One of the seemingly essential elements of the theology of the Christian life is the claim that, in Christ people are able to be transformed in their existential existence in the world. While most Christians would deny any sort of crude notion of perfectionism, most Christians, even the most strongly reformed ones, would surely maintain that in the Christian life growth and change is in fact a possibility that can be realized.
Now, on one level it is easy to observe certain kinds of changes that do take place in the Christian life. The now-converted promiscuous college student will probably not have insurmountable problems cutting frivolous sexual exploits out of his life and the now-converted lawyer can certainly find a morally acceptable occupation without much existential crisis.
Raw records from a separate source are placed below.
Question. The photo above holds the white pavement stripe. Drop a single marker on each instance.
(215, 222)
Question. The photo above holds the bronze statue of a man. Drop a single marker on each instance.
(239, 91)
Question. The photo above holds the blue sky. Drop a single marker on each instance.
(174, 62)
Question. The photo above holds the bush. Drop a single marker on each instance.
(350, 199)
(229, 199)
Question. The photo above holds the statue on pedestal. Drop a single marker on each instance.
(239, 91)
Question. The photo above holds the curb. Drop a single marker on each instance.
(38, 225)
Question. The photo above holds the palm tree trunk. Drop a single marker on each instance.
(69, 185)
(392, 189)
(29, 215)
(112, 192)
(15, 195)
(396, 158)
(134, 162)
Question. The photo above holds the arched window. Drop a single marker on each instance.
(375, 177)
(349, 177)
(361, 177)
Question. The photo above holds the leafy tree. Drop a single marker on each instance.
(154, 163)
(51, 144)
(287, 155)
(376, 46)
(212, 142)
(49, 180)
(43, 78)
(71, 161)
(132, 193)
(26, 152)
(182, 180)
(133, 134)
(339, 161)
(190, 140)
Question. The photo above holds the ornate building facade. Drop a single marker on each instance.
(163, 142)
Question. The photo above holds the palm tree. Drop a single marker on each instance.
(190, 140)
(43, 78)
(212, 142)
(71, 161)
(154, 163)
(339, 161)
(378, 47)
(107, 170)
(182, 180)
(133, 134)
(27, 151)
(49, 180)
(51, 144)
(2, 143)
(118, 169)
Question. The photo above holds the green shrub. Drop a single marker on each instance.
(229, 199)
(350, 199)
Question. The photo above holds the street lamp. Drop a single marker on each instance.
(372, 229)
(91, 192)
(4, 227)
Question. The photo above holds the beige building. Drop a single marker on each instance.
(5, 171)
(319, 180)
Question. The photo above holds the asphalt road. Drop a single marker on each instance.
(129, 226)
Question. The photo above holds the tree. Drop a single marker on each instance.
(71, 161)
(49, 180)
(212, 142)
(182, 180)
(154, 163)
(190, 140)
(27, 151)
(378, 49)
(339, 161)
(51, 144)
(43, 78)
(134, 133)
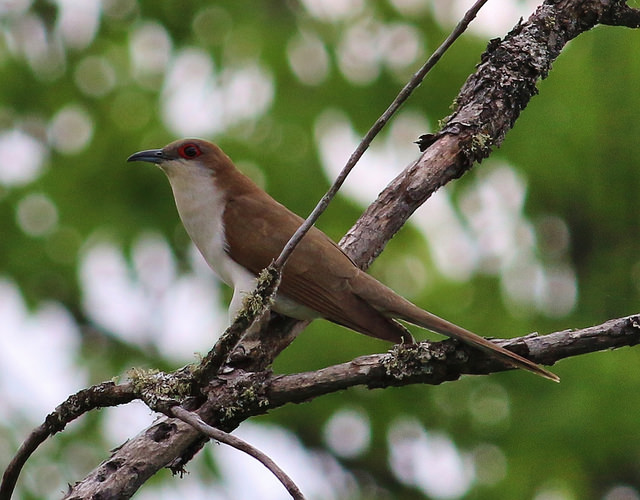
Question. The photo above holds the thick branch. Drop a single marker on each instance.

However, examples like this are simply examples of behavior modification, not of a true existential experience of personal change. What I’ve noticed is that, for the most part, the things people struggle with in life are pretty much the same things they struggled with all of their lives. So and so may not sleep around anymore, but she still finds a way to idolize romance.
The question that I have then, is simply this: How do people really change? What sorts of events, relationships, practices, encounters, and decisions actually contribute to an existential transformation of people’s mode of existence in the world? What kind of change is actually possible in the Christian life? In short, what kind of transformation of life should we expect over the course of a well-lived Christian life, and where and how do seek after that?